5) We want to be successful.
Some of us avoid publishing, blogging and presenting so we don't have to deal with the above. Why?
1) We don't want to feel guilty.
2) We don't want to have to fix things.
3) We don't want it happening in the first place, much less a second time.
4) We don't want to get involved in strangers' lives.
5) We aren't sure what success is, much less how to handle it.
I think these reasons are why so many stop in place, frozen by what might happen, or what they might cause.
Causing nothing always leads to affecting nothing. If you do nothing, you cause nothing, and nothing happens.
Then we wonder why our stories don't sell. That means that if you are writing stories and publishing (causing), and putting them out there (still causing), you will create something (success/ opinion/ reviews/ buzz). The reality of it is that somebody will not like what you do.
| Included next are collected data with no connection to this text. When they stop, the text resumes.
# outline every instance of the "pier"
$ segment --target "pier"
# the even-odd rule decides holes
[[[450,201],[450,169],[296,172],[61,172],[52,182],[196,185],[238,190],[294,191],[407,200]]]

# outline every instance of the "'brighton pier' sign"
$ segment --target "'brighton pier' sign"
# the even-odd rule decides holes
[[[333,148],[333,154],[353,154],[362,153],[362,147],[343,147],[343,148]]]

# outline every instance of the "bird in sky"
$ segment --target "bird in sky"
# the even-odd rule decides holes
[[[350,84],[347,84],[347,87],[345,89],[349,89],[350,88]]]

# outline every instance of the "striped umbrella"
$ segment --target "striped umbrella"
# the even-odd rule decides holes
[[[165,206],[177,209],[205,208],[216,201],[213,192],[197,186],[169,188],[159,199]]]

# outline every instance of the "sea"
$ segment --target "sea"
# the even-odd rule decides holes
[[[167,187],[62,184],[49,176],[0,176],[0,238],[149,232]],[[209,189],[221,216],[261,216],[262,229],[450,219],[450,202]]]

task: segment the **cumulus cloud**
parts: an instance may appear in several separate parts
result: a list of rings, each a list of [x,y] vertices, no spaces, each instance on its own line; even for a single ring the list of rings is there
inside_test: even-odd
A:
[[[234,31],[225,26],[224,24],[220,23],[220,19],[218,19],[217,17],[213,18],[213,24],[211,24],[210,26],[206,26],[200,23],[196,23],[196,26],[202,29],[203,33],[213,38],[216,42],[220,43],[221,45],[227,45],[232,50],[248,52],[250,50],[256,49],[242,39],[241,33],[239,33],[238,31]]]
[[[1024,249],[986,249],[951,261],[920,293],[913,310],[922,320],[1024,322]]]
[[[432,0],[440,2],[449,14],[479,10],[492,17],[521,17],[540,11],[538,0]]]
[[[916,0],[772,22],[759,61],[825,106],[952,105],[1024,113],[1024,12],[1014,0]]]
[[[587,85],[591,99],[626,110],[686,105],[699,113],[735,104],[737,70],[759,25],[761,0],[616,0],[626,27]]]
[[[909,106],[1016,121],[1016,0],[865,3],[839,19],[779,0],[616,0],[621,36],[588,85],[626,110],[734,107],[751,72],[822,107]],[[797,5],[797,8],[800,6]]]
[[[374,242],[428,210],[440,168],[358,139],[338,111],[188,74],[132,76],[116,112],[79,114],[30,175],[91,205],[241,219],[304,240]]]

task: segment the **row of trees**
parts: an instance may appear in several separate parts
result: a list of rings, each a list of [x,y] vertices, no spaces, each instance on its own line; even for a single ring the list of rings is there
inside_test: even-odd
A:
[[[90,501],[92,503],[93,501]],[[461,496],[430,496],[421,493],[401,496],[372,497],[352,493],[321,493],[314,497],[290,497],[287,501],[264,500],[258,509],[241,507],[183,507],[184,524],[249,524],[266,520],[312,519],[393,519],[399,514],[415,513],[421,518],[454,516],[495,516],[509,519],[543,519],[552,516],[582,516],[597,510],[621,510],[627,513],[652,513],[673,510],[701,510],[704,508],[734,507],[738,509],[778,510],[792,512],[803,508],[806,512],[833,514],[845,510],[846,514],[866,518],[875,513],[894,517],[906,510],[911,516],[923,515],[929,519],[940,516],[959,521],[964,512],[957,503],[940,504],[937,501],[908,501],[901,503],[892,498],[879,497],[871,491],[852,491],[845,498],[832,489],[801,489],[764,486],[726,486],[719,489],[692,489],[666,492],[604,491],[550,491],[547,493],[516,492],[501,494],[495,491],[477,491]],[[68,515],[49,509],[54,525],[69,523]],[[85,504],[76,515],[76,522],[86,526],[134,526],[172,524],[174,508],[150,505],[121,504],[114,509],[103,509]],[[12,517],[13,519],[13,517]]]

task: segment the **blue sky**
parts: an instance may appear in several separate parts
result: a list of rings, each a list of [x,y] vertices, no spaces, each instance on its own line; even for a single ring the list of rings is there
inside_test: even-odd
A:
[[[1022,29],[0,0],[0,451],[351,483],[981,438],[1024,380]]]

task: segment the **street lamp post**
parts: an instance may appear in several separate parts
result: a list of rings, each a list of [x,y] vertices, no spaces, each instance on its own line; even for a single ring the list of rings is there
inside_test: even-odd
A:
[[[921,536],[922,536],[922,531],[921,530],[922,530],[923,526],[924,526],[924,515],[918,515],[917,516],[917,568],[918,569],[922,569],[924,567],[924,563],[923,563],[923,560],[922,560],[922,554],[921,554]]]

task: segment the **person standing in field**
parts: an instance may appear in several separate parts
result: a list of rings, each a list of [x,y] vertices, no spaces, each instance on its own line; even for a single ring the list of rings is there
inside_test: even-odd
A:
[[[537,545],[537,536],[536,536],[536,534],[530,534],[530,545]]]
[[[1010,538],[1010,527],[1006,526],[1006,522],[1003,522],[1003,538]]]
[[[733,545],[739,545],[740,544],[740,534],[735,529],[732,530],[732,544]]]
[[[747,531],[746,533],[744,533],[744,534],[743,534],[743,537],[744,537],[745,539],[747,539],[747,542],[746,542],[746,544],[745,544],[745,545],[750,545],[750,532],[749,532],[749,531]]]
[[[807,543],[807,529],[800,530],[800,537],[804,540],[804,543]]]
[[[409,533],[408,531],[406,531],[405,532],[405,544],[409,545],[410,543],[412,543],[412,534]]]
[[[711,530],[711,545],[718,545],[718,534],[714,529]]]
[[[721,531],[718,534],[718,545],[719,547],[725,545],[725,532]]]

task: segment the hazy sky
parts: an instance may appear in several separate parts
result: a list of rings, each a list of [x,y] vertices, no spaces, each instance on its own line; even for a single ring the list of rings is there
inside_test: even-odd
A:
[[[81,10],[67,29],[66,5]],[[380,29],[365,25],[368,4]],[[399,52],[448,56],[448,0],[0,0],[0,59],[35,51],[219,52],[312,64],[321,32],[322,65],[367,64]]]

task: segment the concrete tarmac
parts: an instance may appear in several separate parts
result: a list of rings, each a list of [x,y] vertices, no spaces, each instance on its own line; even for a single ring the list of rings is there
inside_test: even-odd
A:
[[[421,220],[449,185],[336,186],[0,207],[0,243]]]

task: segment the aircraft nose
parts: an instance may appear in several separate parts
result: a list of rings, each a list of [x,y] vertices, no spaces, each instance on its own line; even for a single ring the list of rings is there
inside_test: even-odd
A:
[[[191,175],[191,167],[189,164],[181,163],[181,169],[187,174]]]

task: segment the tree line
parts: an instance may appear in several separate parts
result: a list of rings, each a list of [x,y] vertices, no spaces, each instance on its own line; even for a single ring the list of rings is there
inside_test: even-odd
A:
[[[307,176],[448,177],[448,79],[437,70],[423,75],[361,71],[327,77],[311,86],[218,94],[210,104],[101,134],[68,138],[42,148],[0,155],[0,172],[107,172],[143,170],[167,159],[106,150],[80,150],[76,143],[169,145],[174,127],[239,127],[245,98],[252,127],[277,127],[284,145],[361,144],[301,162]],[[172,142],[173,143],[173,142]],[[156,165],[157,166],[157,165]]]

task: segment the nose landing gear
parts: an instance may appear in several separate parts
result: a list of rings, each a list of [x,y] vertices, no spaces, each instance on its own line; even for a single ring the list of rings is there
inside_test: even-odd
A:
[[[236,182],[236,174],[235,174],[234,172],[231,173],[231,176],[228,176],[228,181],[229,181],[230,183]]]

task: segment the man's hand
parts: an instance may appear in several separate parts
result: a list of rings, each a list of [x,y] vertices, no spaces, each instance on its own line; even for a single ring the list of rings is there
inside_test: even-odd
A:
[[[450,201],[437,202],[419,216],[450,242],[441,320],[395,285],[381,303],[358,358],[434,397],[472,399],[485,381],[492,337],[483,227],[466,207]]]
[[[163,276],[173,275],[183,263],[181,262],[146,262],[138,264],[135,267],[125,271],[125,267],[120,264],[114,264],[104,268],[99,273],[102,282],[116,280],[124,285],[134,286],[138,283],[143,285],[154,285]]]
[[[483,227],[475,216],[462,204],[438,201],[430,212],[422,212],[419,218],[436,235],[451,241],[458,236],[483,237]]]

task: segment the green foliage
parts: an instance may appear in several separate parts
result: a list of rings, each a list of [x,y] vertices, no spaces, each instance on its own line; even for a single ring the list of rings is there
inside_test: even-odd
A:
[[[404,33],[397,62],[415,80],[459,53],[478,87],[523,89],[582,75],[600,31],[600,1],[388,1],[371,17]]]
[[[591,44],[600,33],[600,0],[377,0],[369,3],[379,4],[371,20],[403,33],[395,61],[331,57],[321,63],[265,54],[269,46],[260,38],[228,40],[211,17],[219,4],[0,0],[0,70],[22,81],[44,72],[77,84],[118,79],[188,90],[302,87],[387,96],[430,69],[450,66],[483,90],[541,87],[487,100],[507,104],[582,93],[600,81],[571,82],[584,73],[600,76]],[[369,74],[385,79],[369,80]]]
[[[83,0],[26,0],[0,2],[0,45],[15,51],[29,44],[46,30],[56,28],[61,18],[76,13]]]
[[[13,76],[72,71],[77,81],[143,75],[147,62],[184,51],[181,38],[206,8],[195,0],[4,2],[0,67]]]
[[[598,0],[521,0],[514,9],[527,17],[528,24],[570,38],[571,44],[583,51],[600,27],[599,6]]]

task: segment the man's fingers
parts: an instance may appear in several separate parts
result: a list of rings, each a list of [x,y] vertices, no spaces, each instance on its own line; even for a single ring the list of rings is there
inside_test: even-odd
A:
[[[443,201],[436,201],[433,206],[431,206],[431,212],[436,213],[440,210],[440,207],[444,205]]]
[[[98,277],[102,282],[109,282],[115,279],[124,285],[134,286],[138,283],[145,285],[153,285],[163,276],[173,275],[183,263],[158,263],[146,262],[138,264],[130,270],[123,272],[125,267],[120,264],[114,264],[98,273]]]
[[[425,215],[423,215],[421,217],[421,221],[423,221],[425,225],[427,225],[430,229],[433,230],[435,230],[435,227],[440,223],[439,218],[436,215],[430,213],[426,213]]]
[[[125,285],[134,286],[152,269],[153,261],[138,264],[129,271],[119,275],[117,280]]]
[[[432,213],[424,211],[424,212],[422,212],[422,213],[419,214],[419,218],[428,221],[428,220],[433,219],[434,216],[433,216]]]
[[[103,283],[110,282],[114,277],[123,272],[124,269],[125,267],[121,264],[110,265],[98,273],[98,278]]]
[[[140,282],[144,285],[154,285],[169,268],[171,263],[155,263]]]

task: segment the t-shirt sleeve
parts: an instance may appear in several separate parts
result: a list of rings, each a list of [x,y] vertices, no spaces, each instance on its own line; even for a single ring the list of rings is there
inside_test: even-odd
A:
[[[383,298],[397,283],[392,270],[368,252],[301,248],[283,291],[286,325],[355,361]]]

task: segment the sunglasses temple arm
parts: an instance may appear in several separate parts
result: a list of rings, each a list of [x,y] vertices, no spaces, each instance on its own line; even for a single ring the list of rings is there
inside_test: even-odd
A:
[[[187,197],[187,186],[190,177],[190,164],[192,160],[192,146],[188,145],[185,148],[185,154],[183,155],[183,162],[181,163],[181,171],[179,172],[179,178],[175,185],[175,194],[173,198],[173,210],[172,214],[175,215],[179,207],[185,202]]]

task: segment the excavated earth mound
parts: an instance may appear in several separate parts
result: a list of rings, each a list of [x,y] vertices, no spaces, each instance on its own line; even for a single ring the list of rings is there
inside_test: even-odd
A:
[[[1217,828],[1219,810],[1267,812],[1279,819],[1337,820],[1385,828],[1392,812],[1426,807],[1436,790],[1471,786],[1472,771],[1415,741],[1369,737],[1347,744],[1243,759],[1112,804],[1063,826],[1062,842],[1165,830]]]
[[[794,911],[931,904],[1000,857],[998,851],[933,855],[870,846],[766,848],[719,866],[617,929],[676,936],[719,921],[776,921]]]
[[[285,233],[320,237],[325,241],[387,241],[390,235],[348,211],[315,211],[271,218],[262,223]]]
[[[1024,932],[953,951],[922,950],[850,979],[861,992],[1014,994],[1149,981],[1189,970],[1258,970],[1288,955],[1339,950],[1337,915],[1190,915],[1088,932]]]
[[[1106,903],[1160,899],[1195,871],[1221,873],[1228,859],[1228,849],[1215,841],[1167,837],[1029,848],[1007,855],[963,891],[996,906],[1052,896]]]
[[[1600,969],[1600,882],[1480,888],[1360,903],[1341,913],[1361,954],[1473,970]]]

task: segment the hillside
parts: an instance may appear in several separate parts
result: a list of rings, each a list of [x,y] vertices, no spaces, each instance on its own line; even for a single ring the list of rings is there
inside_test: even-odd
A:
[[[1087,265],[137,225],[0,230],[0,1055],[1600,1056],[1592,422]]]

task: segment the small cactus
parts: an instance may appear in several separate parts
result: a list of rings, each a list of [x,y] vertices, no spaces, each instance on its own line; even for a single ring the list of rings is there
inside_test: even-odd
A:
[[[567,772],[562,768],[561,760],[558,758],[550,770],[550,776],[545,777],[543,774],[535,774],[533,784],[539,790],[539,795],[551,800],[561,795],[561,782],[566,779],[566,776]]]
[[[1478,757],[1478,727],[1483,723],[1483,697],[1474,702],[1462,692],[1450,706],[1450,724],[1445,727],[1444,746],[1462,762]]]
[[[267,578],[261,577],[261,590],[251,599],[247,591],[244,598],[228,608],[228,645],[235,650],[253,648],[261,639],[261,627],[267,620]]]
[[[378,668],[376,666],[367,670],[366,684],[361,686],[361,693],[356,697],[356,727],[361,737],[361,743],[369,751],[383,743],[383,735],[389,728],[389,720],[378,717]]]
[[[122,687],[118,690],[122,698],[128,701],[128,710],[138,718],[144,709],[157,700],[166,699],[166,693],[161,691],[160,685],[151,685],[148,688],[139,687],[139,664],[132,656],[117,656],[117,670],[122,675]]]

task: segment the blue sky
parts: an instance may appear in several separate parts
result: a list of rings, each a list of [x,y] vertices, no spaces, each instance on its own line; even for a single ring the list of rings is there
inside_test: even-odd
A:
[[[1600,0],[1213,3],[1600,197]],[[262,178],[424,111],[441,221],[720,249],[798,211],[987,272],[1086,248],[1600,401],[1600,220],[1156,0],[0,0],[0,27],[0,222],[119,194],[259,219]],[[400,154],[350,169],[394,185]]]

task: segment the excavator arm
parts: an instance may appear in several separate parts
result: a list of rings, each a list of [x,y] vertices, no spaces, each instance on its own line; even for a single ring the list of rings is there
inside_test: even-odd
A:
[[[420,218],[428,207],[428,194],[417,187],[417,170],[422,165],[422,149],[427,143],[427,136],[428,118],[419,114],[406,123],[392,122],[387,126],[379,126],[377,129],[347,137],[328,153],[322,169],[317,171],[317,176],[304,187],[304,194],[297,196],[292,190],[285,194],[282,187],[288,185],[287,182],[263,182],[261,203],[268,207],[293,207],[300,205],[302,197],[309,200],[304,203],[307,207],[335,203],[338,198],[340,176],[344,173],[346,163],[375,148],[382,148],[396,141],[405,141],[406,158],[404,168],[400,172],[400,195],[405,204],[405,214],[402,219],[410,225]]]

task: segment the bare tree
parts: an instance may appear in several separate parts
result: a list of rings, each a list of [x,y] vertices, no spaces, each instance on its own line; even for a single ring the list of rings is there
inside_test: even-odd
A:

You want feedback. You lie if you say you don't. Who creates and never wonders if someone would like it? Writers are hungry for reaction to what they do. But that means negative reactions as well as positive.
Embrace the feedback, regardless its name. It means someone was touched enough to push back. After one of my editorials about self-publishing via vanity presses, I had a record number of unsubscribes in one day: 36. Not much, you might say, considering thousands read the newsletter. But I watch such things, to keep a finder on the pulse of what I'm doing.
I rank that response as quite successful. My story mattered enough to entice a response. I got feedback! Those folks read my point and it struck them hard enough to make them leave. That means I made an impact. I hope they tell their friends, and I can best hope that over time my words about vanity publishing will sink in deep enough . . . and their writing lives will be much better. I call that a very productive day.
Dare to live. Writing might be what makes you come alive, what makes you start becoming as Mr. Vonnegut would say.
I have the following quote over my computer, and I read it almost daily as a reminder of why I do what I do:
Don't ask yourself what the world needs. Ask yourself what makes you come alive, and then go and do that because what the world needs is people who have come alive. ~Howard Thurman, African American author, philosopher, theologian, educator and leader.